We just revisited this and it turns out the issue with child pages no longer being able to be reached (on the new parent URLSegment) after their parent changing its URLSegment had to do with browser cache for multiple redirects which were the result of changing the URLSegment multiple times.

However, there is still an issue with visiting child pages with the old URLSegment of their parent resulting in redirects to the parent (with new URLSegment). Is this something that you are able to reproduce?

To elaborate, I mean this:

1. Change /global/solutions/tent-systems/ to /global/solutions/tent-systems-changed/
2. Visiting /global/solutions/tent-systems/ now redirects to /global/solutions/tent-systems-changed/
3. Visiting /global/solutions/tent-systems-changed/a-child-page/ works.
4. Visiting /global/solutions/tent-systems/a-child-page redirects to /global/solutions/tent-systems-changed/.

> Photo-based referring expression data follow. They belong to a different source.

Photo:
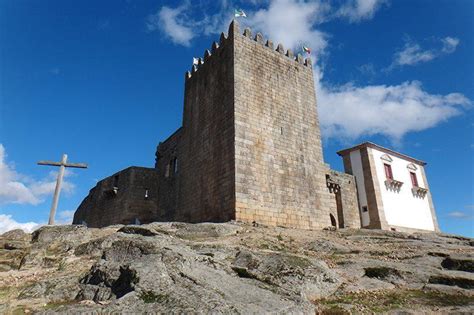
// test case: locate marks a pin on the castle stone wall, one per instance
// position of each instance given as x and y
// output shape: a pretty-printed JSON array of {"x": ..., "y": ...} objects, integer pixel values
[
  {"x": 135, "y": 197},
  {"x": 279, "y": 168},
  {"x": 347, "y": 204},
  {"x": 206, "y": 190},
  {"x": 168, "y": 164}
]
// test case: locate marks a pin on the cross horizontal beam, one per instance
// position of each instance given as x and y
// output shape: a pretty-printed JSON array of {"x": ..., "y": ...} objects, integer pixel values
[{"x": 51, "y": 163}]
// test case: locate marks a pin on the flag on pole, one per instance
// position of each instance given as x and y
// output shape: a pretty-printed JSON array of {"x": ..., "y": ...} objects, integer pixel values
[{"x": 239, "y": 13}]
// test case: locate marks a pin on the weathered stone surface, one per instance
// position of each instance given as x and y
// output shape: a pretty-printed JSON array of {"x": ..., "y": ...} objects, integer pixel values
[
  {"x": 127, "y": 197},
  {"x": 237, "y": 268}
]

The issue is 4), as if external links point to any of the potentially hundred pages underneath /global/solutions/tent-systems/ (the old URLSegment), all those child URLs will result in a redirect to the new URLSegment of the parent (tent-systems-changed).

If this is just how it works, I feel the quickest solution would be to add a recursive check for child redirects but that feels a bit much honestly.
Tomas Hensrud Gulla - Apr 19, 2021 9:43
Yes, the redirect to parent is because of the wildcard redirect.

To fix the issue, you must:
- not add wildcard redirect
- add redirect for all descendants
Vote:
 

Thomas,
is this module available to editors or is it something you can restrict access to? 

I forgot to mention that client wants to change URL segment to match the page name within the ContentPublishing event. That entails following problem: editors who do not have access to admin or in this case redirect manager would need to notify admin of that change implying that admin now gets up to 200 requests per day to maintain 'broken' URLs.

I believe that having a content ref in url (either as an trailing param or as leading param before the acctual page name) would solve this demand.

#245628
Dec 16, 2020 12:50
Vote:
 

You could control access to the module GUI. Redirects can be added automatically when the URLsegments changes, you do not need to add redirects manuallu.

You can of course also solve this by adding the content id to the url. I have seen it done successfully.